Here settled the stock which is known to history under the name of the Latins, or, as they were subsequently called by way of distinction from the Latin communities beyond the bounds of Latium, the "Old Latins" (-prisci Latini-). But the territory occupied by them, the district of Latium, was only a small portion of the central plain of Italy. All the country north of the Tiber was to the Latins a foreign and even hostile domain, with whose inhabitants no lasting alliance, no public peace, was possible, and such armistices as were concluded appear always to have been for a limited period. The Tiber formed the northern boundary from early times; and neither in history nor in the more reliable traditions has any reminiscence been preserved as to the period or occasion of the establishment of a frontier line so important in its results.
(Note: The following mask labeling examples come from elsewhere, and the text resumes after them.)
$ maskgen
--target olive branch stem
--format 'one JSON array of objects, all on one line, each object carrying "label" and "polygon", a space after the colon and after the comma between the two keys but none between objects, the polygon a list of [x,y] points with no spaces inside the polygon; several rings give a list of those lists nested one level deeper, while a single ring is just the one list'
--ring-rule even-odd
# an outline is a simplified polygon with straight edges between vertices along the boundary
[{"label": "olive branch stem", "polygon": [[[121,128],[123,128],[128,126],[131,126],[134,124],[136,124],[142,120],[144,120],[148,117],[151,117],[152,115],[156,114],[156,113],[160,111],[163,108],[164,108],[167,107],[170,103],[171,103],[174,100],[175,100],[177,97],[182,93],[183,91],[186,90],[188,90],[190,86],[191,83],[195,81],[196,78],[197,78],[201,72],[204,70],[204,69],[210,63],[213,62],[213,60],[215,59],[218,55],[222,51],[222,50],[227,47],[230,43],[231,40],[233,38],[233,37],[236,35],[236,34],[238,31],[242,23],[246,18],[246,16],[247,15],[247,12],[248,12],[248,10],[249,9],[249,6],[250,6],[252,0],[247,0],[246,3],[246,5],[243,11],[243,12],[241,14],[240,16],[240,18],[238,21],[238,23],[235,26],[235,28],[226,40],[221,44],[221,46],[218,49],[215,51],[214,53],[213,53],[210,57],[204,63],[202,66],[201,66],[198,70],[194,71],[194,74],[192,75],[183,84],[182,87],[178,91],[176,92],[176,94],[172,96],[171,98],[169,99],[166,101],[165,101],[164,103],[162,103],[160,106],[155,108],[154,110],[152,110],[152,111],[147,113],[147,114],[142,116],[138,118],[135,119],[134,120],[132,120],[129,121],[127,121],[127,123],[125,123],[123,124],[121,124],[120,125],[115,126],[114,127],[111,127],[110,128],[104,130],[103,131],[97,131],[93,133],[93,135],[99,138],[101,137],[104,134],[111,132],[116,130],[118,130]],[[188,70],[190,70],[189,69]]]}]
We find, at the time when our history begins, the flat and marshy tracts to the south of the Alban range in the hands of Umbro-Sabellian stocks, the Rutuli and Volsci; Ardea and Velitrae are no longer in the number of originally Latin towns. Only the central portion of that region between the Tiber, the spurs of the Apennines, the Alban Mount, and the sea--a district of about 700 square miles, not much larger than the present canton of Zurich--was Latium proper, the "plain," (2) as it appears to the eye of the observer from the heights of Monte Cavo. Though the country is a plain, it is not monotonously flat. With the exception of the sea-beach which is sandy and formed in part by the accumulations of the Tiber, the level is everywhere broken by hills of tufa moderate in height though often somewhat steep, and by deep fissures of the ground.

2. Like -latus- (side) and --platus-- (flat); it denotes therefore the flat country in contrast to the Sabine mountain-land, just as Campania, the "plain," forms the contrast to Samnium. Latus, formerly -stlatus-, has no connection with Latium.